BEIRUT (Reuters) - Forces loyal to President Bashar al-Assad hammered the eastern Syrian city of Raqqa with more than two dozen air strikes on Sunday, targeting areas controlled by the Islamic State militant group, a monitoring group said.
The Syrian Observatory for Human Rights, which has tracked violence on all sides of the conflict that began in March 2011, said at least 31 fighters from the Islamic State were killed and dozens wounded in the air strikes that hit Raqqa city and the surrounding areas.
It said 26 strikes on Sunday hit Islamic State buildings, including the military court and bases in the city.
The conflict in Syria started when Assad cracked down on a pro-democracy uprising, which then armed itself.
Until this summer, Assad's forces held off from targeting the al Qaeda offshoot, formerly known as the Islamic State in Iraq and the Levant (ISIL).

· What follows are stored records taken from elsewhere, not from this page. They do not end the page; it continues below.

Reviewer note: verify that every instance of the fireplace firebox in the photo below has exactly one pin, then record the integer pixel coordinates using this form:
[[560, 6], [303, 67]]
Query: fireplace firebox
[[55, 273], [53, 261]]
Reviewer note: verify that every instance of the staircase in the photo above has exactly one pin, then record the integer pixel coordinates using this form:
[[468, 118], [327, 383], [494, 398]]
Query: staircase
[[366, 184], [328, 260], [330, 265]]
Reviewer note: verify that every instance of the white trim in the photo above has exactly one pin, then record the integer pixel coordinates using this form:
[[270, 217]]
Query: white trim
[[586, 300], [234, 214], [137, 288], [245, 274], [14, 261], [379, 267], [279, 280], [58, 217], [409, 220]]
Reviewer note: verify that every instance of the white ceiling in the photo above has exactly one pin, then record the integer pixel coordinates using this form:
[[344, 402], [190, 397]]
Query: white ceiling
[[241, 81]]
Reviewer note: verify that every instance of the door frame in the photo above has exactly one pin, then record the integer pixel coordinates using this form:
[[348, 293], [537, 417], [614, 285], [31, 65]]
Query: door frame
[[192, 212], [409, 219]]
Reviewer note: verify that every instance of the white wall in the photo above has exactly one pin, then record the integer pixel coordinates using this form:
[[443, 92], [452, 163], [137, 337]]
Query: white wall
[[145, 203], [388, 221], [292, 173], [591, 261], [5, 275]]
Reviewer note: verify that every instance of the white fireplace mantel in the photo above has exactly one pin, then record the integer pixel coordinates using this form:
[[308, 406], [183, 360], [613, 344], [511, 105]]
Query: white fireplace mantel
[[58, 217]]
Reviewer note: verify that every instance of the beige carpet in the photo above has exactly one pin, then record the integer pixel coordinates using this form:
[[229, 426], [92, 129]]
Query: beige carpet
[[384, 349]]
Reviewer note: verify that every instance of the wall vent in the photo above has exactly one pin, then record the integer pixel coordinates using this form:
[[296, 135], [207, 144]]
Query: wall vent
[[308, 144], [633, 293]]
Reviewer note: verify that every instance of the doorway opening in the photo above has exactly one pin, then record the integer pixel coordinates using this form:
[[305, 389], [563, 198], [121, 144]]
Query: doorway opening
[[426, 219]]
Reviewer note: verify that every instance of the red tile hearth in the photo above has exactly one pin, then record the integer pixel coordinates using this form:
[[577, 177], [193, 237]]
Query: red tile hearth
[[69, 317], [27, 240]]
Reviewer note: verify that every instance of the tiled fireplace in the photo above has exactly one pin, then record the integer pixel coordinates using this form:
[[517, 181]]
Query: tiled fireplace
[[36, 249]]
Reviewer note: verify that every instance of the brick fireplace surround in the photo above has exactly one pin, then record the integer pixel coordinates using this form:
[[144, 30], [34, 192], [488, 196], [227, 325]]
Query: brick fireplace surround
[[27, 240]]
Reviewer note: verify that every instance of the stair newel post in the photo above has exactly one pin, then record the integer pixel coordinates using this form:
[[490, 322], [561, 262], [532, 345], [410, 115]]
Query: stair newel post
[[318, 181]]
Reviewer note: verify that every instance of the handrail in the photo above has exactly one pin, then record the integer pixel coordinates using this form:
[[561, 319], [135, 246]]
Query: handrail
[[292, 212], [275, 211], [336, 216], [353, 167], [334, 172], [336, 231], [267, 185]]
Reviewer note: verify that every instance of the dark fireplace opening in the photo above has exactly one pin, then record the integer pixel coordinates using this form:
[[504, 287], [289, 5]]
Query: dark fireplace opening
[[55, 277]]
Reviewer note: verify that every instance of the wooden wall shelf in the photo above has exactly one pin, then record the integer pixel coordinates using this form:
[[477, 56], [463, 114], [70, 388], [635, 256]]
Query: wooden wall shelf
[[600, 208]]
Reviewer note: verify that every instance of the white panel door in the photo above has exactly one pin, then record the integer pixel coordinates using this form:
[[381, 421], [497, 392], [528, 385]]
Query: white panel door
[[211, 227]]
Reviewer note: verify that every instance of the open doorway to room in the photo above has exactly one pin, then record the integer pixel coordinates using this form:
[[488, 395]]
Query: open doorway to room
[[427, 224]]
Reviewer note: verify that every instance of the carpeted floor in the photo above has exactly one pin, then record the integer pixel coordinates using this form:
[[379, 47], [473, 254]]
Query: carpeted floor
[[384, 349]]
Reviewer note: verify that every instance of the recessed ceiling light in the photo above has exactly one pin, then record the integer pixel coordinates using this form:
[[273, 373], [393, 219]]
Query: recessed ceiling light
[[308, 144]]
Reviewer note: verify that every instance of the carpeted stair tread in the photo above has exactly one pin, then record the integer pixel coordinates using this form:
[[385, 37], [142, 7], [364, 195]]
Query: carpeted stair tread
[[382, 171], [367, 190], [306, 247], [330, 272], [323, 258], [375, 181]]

This has allowed the group to thrive and also weaken less hardline opposition groups that are backed by the West.
Assad has long painted the uprising in Syria as a foreign-backed Islamist conspiracy and his enemies say he has allowed the Islamic State to grow to promote that idea.
But this month, Islamic State fighters have gained momentum in Syria, boosted by equipment seized in a rapid offensive in neighbouring Iraq, and the Syrian army has become more confrontational, using air strikes to kill fighters.
Raqqa is a major stronghold of the Islamic State, which took one of the Syrian government's last outposts there on Thursday.
A resident in Raqqa said government warplanes had stepped up their bombardment five days ago.
On Saturday, there had been 16 air strikes, with dozens of artillery rounds also fired at areas under Islamic State control, he said, speaking via Skype and declining to be identified out of concern for his safety.
"About 30 percent of the strikes hit the Islamic State positions, the rest (hit) civilian areas," he said.
More than 170,000 people have been killed in Syria's civil war, which pits overwhelmingly Sunni Muslim rebels against Assad, a member of the Shi'ite-derived Alawite minority, backed by Shi'ite militias from Iraq and Lebanon.